Number of genes associated with the 25 general COG functional categories

Code	Value	%age	Description
J	208	4.60	Translation
A	1	0.02	RNA processing and modification
K	352	7.78	Transcription
L	162	3.58	Replication, recombination and repair
B	1	0.02	Chromatin structure and dynamics
D	42	0.93	Cell cycle control, mitosis and meiosis
Y	-	-	Nuclear structure
V	48	1.06	Defense mechanisms
T	332	7.34	Signal transduction mechanisms
M	275	6.08	Cell wall/membrane biogenesis
N	159	3.52	Cell motility
Z	1	0.02	Cytoskeleton
W	-	-	Extracellular structures
U	140	3.10	Intracellular trafficking and secretion
O	156	3.45	Posttranslational modification, protein turnover, chaperones
C	230	5.09	Energy production and conversion
G	265	5.86	Carbohydrate transport and metabolism
E	439	9.71	Amino acid transport and metabolism
F	90	1.99	Nucleotide transport and metabolism
H	177	3.91	Coenzyme transport and metabolism
I	152	3.36	Lipid transport and metabolism
P	268	5.93	Inorganic ion transport and metabolism
Q	122	2.70	Secondary metabolites biosynthesis, transport and catabolism
R	515	11.39	General function prediction only
S	388	8.58	Function unknown
-	1,008	20.08	Not in COGs

The genome contains a complete canonical type III secretion system and ten known effector proteins: AvrE1, HopAA1, HopI1, HopM1, HopAH1, HopAG1, HopAI1, HopAZ1, HopBA1, and HopZ3. Out of these ten, the first five are present in all other sequenced strains, thereby constituting the effector core, whereas the latter five could be host-determinants for wheat. That there is such a small number of effectors is not something unusual, and is seen in other strains of clade II [22]. In addition, there are two complete type VI secretion system gene clusters and nine putative effector proteins belonging to the VgrG and Hcp1 families. Pss B64 genome also encodes gene clusters for biosynthesis of four phytotoxin: syringomycin, syringopeptin, syringolin, and mangotoxin. All of the above-mentioned genome components have been previously demonstrated to be involved in virulence, epiphytic fitness of , as well as in competition with other microbial species [7-10,57-59]. Additional identified virulence-associated traits are: exopolysaccharides alginate, Psl, and levan biosynthesis, surfactant syringofactin, type VI pili, large surface adhesins, siderophores pyoverdine and achromobactin, proteases and other secreted hydrolytic enzymes, RND-type transporters (including putative mexAB, mexCD, mexEF, and mexMN homologs [60,61]), all of which are found in other strains.
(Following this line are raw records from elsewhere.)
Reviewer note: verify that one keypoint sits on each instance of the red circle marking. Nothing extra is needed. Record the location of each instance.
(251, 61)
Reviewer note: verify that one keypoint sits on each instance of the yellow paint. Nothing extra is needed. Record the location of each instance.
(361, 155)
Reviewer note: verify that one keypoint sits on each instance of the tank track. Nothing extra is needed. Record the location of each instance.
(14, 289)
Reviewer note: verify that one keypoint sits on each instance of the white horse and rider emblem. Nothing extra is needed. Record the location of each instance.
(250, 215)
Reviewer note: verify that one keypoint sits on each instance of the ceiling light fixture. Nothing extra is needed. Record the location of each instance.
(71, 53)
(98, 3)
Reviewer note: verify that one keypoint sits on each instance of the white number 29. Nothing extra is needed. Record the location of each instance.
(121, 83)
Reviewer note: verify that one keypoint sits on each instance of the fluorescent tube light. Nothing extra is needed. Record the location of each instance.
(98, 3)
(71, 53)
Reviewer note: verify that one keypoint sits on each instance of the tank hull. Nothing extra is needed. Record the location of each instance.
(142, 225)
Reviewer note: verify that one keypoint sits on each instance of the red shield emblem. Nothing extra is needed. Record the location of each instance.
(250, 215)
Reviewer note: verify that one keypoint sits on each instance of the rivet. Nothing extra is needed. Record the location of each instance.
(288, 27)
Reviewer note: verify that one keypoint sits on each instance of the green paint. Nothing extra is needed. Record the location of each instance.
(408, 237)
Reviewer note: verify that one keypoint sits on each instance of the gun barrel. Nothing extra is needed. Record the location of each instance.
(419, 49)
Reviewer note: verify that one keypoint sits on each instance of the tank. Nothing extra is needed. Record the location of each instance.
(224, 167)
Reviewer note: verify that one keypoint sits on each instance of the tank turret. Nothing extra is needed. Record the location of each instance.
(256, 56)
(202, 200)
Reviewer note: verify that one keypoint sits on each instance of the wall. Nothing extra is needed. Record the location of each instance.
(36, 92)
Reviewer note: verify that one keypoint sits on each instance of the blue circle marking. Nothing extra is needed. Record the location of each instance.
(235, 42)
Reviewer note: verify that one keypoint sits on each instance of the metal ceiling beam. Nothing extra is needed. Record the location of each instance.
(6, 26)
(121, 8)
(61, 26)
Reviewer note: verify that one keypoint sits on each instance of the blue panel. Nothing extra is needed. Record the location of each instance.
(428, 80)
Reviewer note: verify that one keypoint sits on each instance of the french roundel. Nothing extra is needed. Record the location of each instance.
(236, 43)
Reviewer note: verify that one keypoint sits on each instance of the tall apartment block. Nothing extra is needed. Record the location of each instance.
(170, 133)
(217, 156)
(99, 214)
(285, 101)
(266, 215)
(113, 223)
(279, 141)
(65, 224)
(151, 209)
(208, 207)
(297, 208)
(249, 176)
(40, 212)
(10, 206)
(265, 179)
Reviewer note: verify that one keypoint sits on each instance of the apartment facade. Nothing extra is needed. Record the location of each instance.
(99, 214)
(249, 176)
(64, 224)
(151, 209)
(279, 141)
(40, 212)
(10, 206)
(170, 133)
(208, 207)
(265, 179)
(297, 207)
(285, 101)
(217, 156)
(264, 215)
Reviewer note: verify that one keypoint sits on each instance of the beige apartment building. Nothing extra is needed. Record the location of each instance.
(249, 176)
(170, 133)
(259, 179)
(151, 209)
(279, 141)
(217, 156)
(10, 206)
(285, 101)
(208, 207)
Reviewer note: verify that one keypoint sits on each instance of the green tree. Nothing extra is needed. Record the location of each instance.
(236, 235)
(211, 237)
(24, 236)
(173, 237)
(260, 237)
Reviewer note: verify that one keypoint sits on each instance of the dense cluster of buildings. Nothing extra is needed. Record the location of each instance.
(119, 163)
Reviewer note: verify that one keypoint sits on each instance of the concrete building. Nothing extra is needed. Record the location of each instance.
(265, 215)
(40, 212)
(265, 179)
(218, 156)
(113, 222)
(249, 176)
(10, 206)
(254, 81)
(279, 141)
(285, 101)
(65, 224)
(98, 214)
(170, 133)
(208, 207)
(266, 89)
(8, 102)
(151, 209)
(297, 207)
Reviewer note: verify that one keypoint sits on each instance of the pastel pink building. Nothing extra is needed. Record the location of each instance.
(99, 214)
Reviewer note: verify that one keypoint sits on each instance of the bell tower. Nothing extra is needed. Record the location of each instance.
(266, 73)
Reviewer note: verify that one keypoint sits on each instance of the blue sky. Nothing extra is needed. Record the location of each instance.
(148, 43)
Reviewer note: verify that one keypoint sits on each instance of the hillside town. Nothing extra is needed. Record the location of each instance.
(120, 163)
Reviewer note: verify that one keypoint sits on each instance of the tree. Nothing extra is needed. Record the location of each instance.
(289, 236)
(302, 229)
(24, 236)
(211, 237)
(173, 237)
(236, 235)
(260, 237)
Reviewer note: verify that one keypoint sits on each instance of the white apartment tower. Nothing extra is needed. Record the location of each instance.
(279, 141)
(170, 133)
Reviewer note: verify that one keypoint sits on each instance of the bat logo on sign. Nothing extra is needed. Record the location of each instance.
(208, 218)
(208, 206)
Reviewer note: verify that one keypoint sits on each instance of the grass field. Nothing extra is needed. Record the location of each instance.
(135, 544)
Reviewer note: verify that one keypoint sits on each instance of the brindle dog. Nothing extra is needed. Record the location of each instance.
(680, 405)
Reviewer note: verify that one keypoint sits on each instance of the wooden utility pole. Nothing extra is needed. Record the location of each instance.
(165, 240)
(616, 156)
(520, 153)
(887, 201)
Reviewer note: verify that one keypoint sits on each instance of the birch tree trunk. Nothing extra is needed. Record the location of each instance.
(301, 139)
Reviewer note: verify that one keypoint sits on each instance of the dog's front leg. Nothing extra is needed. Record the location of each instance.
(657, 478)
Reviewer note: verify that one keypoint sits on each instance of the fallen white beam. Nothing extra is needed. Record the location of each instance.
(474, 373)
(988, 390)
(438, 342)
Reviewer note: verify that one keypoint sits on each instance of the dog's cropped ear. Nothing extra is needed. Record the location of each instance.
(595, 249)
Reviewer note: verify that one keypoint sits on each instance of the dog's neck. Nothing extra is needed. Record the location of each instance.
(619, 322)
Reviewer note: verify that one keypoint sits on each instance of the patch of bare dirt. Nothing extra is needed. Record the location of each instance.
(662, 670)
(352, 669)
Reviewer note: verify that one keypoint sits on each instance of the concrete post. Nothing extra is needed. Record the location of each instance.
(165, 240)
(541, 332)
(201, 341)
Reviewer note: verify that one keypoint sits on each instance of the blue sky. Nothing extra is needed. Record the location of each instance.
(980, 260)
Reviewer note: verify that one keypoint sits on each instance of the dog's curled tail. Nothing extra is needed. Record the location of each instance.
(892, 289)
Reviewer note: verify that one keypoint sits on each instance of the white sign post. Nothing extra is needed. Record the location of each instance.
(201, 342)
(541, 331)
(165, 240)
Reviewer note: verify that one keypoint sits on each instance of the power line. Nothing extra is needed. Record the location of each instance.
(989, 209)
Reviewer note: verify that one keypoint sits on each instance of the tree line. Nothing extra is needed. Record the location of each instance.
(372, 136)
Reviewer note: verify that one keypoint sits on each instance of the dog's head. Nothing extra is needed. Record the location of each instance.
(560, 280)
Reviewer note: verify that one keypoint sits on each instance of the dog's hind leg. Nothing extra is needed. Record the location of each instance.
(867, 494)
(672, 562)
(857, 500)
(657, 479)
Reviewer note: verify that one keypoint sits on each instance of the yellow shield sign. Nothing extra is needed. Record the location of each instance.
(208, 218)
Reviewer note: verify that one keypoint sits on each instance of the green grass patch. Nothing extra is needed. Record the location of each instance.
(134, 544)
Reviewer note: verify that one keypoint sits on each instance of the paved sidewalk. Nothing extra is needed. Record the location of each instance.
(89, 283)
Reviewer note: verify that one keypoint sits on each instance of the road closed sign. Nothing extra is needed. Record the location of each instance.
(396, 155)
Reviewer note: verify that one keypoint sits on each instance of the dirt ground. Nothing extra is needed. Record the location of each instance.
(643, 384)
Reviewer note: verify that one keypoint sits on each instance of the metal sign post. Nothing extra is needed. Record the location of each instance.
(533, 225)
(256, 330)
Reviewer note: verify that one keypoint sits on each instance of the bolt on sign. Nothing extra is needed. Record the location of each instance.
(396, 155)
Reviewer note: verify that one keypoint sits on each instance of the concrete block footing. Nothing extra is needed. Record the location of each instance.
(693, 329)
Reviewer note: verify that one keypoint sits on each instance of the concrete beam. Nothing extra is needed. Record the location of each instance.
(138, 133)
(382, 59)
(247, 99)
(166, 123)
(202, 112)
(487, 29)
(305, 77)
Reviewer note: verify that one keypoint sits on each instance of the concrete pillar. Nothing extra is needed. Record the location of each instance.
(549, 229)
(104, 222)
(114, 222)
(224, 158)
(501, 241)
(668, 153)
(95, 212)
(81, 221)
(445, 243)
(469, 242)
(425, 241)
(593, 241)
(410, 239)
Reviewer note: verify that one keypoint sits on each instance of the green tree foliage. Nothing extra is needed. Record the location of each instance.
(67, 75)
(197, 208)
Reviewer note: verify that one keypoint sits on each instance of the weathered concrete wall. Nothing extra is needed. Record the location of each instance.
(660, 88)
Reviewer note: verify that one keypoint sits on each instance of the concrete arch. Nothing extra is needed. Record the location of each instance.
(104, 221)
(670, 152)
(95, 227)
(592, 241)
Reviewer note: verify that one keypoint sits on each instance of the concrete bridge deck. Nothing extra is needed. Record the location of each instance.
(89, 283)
It is also notable that inaZ gene encoding ice-nucleation protein is truncated by a frameshift, thus making this strain ice-negative. The latter contradicts results of a previous study by Hwang and colleagues [16] in which Pss B64 has been identified to be ice-positive. This could be due to an assembly error, or the frameshift could have been introduced at a later point during propagation.